Our group B2 had a higher degree of generalised arteriosclerotic disease compared to group B1 or group A, which applied to PAOD, but not to CHD.

Initial hyperglycaemia or an initial HbA1c value above 6.5% proved to be a predictor of more pronounced neointimal ingrowth, which might have been one reason for stent-restenosis. However, it is unclear whether hyperglycaemia per se or associated metabolic abnormalities promote neointimal ingrowth.
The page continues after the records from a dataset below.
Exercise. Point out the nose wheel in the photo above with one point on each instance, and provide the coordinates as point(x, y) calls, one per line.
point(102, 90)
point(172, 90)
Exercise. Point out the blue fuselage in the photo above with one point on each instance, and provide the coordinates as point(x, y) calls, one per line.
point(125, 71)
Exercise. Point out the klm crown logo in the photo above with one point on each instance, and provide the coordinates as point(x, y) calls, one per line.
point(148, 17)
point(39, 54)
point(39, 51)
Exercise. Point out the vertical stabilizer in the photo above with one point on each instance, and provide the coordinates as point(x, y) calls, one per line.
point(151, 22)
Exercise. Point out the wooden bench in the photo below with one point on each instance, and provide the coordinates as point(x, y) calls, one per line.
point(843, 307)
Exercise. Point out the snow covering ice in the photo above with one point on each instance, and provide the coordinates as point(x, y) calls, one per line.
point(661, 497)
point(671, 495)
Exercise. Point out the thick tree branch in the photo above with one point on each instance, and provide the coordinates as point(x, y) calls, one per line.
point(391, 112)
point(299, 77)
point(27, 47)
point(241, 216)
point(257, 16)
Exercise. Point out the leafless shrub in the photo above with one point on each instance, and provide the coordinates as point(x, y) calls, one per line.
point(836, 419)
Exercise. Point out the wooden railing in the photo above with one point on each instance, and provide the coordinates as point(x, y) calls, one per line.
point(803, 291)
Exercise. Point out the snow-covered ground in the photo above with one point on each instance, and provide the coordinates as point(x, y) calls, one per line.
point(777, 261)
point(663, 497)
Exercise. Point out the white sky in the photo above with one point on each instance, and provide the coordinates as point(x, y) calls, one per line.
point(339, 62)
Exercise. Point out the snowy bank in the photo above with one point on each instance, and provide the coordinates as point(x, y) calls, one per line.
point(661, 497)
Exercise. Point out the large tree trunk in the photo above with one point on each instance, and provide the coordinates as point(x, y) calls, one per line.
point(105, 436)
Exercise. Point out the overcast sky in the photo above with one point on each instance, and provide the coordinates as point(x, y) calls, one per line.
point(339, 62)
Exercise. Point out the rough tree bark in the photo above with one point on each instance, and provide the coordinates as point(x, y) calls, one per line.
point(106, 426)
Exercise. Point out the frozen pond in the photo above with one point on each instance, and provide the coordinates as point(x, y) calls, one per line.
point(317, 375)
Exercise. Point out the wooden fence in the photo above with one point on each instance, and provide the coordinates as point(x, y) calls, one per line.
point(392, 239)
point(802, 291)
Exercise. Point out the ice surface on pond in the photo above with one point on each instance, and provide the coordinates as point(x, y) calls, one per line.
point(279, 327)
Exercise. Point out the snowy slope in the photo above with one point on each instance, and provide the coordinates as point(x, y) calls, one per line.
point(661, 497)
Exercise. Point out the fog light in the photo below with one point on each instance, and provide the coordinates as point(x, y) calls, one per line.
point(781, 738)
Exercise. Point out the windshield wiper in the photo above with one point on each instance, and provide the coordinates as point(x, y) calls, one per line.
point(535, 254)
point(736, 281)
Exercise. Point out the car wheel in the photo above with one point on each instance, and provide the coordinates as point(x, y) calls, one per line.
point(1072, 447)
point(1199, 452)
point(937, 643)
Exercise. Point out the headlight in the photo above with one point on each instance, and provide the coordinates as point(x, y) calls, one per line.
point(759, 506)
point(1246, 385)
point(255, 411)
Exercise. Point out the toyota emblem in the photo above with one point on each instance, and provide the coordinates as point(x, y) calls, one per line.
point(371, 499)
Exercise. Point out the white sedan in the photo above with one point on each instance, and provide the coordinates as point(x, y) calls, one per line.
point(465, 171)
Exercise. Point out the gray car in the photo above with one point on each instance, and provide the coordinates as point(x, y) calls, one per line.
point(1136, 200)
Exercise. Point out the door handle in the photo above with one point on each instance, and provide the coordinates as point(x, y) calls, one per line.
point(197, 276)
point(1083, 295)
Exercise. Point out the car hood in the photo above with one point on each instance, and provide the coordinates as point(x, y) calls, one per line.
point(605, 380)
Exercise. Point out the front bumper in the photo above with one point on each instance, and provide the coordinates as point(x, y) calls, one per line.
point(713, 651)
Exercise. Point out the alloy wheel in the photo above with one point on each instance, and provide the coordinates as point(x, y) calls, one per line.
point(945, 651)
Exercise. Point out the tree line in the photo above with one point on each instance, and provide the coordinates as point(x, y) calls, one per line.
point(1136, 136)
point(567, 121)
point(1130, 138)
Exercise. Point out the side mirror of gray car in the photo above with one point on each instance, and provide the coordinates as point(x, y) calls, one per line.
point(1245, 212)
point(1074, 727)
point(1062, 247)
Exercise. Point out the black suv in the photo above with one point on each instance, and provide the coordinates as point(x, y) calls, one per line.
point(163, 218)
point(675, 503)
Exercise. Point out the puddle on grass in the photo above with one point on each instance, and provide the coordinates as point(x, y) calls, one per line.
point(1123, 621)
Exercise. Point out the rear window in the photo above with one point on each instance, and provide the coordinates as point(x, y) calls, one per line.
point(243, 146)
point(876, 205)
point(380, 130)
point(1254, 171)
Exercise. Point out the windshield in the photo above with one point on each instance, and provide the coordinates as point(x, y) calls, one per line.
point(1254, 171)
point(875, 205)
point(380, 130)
Possibly AGE and the accompanying endothelial dysfunction play a major role [35]. Mechanisms or indicators of inflammation such as C-reactive protein might play an additional role to hyperglycaemia in the development of neointimal hyperplasia; patients with advanced arteriosclerosis and with both hs-CRP and HbA1c in upper quartiles were recently shown to be a particular risk for poor cardiovascular outcome [36].

In conclusion, in patients scheduled for elective carotid artery stenting, the physician should try to achieve a strict optimisation of the hyperglycaemic state prior to the procedure, as the early phase of stent healing seems to be of importance. The purpose should be to reduce the incidence of neointimal hyperplasia and stent restenoses on the one hand, and to achieve a reduction of other vascular complications such as myocardial infarction, peripheral vascular disease and vascular death on the other.